We can go by the method of hit and trial in this method we try to get the value of solution by guessing a number and then try it in our given equation.
Let $ x=0 $ , in $ \dfrac{1}{3}+x=\dfrac{5}{6} $
We put $ x=0 $ , we get –
 $ \dfrac{1}{3}+0=\dfrac{5}{6} $
 $ \dfrac{1}{3}=\dfrac{5}{6} $ Not true.
So $ x=0 $ is not the solution.
We put $ x=1 $ , we get –
 $ \dfrac{1}{3}+1=\dfrac{5}{6} $
By solving we get –
 $ \dfrac{1+3}{3}=\dfrac{5}{6} $
 $ \dfrac{4}{3}=\dfrac{5}{6} $ , which is not true.
So, $ x=1 $ is also not solution.
We try another value $ x=\dfrac{1}{3} $ , we get –
 $ \dfrac{1}{3}+\dfrac{1}{3}=\dfrac{5}{6} $
 $ \dfrac{2}{3}=\dfrac{5}{6} $ which is not true.

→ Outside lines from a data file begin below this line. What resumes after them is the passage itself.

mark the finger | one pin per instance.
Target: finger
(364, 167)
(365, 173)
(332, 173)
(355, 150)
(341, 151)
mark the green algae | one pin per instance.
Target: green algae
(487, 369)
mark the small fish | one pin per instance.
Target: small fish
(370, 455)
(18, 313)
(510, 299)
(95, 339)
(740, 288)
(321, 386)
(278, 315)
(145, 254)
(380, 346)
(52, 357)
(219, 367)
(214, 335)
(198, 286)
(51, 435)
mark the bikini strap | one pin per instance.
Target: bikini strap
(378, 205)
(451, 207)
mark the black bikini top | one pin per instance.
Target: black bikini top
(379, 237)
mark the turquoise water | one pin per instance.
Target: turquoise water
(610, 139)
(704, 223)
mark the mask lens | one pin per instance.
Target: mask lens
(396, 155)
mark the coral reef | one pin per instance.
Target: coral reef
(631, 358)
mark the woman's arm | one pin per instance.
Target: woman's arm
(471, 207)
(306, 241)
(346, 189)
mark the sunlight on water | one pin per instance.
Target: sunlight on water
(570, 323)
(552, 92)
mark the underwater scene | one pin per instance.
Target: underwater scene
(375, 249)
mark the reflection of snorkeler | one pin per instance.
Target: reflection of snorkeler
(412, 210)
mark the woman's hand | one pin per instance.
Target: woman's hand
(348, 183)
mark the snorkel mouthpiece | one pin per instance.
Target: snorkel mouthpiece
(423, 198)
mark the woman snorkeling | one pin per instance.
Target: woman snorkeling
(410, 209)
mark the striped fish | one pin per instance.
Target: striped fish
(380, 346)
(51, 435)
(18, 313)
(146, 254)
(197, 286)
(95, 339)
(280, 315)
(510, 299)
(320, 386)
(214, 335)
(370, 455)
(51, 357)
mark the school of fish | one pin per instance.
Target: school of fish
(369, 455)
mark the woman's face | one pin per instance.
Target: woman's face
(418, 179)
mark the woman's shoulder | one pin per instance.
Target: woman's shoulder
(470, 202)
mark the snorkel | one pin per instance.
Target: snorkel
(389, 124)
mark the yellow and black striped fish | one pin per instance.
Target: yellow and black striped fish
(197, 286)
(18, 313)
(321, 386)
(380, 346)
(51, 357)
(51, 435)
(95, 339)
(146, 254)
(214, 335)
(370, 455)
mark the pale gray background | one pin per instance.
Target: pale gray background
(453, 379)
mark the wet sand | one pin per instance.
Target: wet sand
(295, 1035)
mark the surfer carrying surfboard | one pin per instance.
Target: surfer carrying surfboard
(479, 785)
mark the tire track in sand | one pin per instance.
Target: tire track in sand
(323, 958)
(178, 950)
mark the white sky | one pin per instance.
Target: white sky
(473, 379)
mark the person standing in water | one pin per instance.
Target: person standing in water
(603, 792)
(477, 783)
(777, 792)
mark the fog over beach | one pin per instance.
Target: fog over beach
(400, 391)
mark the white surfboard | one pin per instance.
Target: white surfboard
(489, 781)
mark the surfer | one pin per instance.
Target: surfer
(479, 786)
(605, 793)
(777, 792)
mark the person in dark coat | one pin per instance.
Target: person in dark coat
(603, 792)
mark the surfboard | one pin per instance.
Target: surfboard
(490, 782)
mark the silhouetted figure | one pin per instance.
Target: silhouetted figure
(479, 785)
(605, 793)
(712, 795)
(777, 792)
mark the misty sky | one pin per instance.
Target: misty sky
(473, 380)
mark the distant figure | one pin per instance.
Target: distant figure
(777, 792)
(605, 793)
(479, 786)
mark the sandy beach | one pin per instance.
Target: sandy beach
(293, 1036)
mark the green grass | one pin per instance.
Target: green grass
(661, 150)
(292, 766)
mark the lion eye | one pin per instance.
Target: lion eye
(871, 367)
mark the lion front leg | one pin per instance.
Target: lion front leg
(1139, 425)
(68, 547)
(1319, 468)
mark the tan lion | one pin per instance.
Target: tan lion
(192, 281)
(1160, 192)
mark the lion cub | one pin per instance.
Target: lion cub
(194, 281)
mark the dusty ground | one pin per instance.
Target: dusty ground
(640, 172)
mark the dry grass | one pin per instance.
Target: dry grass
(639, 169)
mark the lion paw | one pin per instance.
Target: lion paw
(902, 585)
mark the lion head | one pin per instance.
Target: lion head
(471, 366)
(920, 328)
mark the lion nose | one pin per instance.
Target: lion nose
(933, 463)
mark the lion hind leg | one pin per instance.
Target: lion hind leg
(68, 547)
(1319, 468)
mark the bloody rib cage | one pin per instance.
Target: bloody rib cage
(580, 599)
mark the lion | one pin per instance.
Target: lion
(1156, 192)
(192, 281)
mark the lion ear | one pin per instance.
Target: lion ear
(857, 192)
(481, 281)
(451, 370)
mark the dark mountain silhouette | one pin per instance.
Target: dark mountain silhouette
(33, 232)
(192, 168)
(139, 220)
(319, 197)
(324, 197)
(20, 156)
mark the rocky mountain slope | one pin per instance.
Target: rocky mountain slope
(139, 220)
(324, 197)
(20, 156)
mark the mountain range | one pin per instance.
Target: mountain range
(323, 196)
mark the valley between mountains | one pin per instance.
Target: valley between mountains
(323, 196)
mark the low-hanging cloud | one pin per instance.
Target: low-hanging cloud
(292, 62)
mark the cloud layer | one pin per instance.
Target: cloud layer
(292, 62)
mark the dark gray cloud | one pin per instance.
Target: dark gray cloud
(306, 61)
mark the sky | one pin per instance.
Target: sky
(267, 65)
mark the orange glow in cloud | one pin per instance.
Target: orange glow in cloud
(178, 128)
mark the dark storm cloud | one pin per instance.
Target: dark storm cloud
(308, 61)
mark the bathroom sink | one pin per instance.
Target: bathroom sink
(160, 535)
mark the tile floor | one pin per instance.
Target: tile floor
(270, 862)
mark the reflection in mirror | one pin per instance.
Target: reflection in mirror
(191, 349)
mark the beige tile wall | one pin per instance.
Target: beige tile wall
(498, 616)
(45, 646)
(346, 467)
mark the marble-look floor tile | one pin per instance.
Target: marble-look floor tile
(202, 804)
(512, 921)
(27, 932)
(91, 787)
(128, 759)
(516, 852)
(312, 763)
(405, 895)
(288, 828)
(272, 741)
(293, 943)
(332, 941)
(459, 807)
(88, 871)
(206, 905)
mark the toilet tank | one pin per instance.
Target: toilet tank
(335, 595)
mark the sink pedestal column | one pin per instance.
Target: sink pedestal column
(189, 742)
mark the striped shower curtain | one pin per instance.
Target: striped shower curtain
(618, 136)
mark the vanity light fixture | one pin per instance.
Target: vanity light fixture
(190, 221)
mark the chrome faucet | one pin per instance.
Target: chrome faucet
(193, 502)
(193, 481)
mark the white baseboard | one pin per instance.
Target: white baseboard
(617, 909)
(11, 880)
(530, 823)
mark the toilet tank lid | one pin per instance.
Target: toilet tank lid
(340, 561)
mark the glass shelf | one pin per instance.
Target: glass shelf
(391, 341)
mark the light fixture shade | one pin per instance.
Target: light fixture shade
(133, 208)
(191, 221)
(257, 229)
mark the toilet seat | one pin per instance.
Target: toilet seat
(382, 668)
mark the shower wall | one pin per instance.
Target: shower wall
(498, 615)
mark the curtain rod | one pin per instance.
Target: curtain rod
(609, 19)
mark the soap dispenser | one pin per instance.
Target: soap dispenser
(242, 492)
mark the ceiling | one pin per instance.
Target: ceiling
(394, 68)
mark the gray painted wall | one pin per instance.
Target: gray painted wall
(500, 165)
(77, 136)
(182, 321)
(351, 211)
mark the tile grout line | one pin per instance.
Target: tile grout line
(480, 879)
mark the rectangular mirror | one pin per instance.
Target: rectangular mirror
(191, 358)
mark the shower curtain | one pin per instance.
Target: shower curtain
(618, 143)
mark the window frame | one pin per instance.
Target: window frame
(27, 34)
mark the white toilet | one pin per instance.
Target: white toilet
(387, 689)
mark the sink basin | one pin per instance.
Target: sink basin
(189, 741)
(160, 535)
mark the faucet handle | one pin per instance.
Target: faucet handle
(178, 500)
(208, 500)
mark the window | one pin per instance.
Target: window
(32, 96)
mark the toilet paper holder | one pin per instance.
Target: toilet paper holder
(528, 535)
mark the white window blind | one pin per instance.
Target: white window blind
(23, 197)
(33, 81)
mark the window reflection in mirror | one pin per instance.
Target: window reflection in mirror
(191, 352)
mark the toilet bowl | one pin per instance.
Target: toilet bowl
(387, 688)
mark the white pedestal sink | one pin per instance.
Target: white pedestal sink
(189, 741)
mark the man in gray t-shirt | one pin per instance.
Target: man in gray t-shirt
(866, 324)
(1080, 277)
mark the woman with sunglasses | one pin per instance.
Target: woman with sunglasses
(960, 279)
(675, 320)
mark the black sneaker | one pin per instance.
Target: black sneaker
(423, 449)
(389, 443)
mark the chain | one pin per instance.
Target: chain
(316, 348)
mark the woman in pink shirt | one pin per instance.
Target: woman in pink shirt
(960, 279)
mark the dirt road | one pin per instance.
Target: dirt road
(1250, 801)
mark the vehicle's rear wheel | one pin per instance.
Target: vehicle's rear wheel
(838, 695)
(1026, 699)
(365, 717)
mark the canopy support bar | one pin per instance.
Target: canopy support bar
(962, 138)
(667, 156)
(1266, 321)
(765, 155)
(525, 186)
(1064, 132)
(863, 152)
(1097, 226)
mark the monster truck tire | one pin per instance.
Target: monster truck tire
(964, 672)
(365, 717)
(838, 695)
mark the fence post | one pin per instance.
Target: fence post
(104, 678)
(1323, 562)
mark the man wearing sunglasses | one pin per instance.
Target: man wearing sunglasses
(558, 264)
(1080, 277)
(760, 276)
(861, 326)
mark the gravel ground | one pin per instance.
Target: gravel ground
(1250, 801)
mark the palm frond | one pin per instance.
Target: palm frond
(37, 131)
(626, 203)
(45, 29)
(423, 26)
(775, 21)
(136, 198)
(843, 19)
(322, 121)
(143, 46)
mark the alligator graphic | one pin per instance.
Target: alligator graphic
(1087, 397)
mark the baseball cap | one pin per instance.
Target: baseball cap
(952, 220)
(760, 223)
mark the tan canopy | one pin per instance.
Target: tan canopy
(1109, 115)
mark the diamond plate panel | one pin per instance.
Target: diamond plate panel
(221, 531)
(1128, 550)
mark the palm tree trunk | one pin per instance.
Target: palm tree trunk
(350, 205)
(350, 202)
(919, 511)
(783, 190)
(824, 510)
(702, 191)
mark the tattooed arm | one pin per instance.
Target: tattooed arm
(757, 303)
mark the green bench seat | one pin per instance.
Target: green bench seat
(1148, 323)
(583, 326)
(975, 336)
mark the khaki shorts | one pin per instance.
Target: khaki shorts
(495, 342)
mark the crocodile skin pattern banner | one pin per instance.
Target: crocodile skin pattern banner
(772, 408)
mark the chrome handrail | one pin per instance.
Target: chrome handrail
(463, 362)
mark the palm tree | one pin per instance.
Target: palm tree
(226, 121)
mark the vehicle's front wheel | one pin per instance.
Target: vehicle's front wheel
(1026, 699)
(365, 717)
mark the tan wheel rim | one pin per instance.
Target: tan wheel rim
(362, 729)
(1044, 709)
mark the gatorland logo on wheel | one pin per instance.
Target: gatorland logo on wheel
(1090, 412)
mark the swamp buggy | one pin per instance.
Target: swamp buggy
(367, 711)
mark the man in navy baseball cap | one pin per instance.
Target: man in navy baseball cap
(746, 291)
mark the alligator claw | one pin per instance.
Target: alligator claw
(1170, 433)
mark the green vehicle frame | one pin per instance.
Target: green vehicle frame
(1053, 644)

So, $ x=\dfrac{1}{3} $ is also not true.
Now we put $ x=\dfrac{1}{2} $ in $ \dfrac{1}{3}+x=\dfrac{5}{6} $ we get –
 $ \dfrac{1}{3}+\dfrac{1}{2}=\dfrac{5}{6} $
 $ \dfrac{2+3}{6}+=\dfrac{5}{6} $
 $ \dfrac{5}{6}=\dfrac{5}{6} $
LHS = RHS
So, $ x=\dfrac{1}{2} $ is our solution.
This method is quite lengthy sometimes.
We also use the algebraic operation to solve such problems in an easy way.
We have –
 $ \dfrac{1}{3}+x=\dfrac{5}{6} $
Now, we subtract $ \dfrac{1}{3} $ on both side, we get –
 $ \dfrac{1}{3}+x-\dfrac{1}{3}=\dfrac{5}{6}-\dfrac{1}{3} $
Simplifying, we get –
 $ x=\dfrac{5}{6}-\dfrac{1}{3} $
Solving both hand side, we get –
 $ x=\dfrac{5-2}{6}=\dfrac{3}{6}=\dfrac{1}{2} $
So, we get $ x=\dfrac{1}{2} $ in the current solution.

Note:
While solving this problem hit and trial will become lengthier as sometimes we may start from a point and move in say positive direction but our solution lies on negative side. So, we will keep finding and still get nothing so we use algebra, in which we cancel all the terms by addition, subtraction, multiplication, and division. This will make the solution easy and short.